Anyway- do check out Malpezzi’s essay. I found the inclusion of HouseSitter and Beetlejuice to be especially inspired.

August- the month of the Hungry Ghost Festival, typically signals a slow month for property sales in countries like Singapore, Taiwan and Hong Kong. Since all the factors signal towards a quiet month(see excerpt from Reuters below),
Hungry Ghost” month deals double blow to Asian business
By Fayen Wong | August 4, 2006
In Singapore, where 75 percent of the population is ethnic Chinese, business associations often run street performances, known as “getai,” to entertain the living and the dead.
Apart from inviting popular singers from overseas to perform, these “getai” shows also include auctions for auspicious items such as oranges, pineapples and charcoal — which are associated with wealth in Chinese, and which are stacked on gold-tinted plates and elaborately wrapped in red ribbons.
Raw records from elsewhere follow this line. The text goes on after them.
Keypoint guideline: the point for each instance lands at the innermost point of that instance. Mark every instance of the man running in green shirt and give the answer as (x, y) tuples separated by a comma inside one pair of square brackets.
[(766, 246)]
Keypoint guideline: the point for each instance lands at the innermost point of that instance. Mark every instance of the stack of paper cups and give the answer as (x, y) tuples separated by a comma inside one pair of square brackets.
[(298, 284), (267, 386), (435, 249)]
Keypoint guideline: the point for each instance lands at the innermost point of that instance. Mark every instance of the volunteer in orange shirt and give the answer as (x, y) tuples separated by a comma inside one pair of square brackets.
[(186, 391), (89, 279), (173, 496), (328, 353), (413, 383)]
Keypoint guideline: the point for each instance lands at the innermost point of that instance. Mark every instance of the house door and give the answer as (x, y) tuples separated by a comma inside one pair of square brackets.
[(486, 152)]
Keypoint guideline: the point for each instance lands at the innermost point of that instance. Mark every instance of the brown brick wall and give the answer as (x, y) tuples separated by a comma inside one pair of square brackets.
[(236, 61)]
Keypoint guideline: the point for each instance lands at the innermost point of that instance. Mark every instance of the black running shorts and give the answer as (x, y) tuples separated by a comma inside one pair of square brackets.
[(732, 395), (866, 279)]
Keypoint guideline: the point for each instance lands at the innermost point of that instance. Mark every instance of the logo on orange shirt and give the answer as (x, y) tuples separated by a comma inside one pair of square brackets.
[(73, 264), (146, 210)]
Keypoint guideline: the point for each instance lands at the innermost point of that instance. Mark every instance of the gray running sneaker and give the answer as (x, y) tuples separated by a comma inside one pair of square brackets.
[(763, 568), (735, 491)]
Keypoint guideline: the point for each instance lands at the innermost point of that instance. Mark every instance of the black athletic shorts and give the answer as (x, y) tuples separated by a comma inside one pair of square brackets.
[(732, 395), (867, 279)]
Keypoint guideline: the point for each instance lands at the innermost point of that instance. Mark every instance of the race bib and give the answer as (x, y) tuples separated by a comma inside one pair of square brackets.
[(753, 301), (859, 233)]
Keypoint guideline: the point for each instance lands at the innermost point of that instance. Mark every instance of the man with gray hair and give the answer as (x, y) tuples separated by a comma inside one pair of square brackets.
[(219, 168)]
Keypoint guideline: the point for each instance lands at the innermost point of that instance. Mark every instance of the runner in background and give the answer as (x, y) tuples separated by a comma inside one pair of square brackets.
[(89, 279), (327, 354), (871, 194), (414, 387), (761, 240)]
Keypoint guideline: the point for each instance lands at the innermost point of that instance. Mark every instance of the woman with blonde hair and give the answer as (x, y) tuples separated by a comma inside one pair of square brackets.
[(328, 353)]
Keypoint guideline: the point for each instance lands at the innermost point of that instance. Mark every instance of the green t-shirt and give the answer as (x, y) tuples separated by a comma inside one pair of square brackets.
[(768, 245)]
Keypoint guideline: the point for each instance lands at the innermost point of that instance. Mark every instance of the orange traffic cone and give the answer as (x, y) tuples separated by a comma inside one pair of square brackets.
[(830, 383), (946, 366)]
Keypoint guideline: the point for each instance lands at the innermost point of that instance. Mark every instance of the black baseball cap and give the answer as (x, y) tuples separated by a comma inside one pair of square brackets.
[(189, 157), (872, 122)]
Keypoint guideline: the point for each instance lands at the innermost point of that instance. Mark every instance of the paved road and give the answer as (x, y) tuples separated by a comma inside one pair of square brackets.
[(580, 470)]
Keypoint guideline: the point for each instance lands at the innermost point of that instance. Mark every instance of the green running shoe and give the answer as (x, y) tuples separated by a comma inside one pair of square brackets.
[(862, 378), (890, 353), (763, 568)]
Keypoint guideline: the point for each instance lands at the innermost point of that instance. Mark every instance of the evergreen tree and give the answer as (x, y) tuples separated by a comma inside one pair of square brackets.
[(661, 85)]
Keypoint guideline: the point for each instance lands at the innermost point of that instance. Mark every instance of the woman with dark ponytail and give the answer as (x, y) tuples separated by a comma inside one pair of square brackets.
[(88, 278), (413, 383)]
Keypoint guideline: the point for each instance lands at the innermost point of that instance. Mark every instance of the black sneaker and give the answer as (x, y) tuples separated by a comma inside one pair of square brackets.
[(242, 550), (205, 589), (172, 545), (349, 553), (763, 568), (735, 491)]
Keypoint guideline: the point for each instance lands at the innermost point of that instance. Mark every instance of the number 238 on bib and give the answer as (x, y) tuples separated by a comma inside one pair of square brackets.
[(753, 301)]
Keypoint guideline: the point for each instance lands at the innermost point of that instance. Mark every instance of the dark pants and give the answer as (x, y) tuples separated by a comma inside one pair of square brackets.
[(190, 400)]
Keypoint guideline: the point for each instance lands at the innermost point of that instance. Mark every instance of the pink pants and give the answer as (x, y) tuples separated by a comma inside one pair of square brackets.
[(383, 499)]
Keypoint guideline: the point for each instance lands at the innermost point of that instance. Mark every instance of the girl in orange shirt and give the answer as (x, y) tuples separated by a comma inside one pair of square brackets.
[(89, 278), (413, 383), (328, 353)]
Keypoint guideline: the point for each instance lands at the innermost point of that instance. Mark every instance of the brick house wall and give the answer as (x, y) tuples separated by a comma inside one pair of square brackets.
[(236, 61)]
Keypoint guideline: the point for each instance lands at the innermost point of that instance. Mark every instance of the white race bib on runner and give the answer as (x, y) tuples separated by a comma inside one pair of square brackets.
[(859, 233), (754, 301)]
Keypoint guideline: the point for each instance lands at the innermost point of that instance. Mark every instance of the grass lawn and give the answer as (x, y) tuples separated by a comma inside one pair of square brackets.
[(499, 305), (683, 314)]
this month will be all about getai. From Rosyton Tan’s 881 to the actual shows at your nearest spot of public assembly, the tradition of getai would be a fun distraction in a month otherwise characterised by slow sales and tumbling stock markets.
And since I was recently quoted in a local magazine saying that the job alternatives available to graduates of my batch were : real estate agents, taxi drivers and hawkers, please add getai singer to my list.
Photo below is of the winsome Mindy Ong in a very luxe getai costume. Both photos are from Royston Tan’s blog
The novelty of a Malay getai singer would carry you a long way, no;-)? Consider Meiyang Chang
Have always wondered about what old movies would reveal vis a vis prices:
What ‘Psycho’ can teach you about inflation
The price of cheap motel rooms, new bathrooms and Madison Avenue salaries in old movies are a lot more accurate than you’d think.
NEW YORK (CNNMoney.com) – $25 a day plus expenses. That’s what Sam Spade (Humphrey Bogart) charged to do detective work in 1941’s “The Maltese Falcon.”
Sometimes, money references in classic movies provide the jolt that reminds us of how inflation has changed what we pay for things. After adjusting for inflation, $25 in 1941 is the equivalent of $332 today — a PI today might get between $80 and $125 an hour (or more).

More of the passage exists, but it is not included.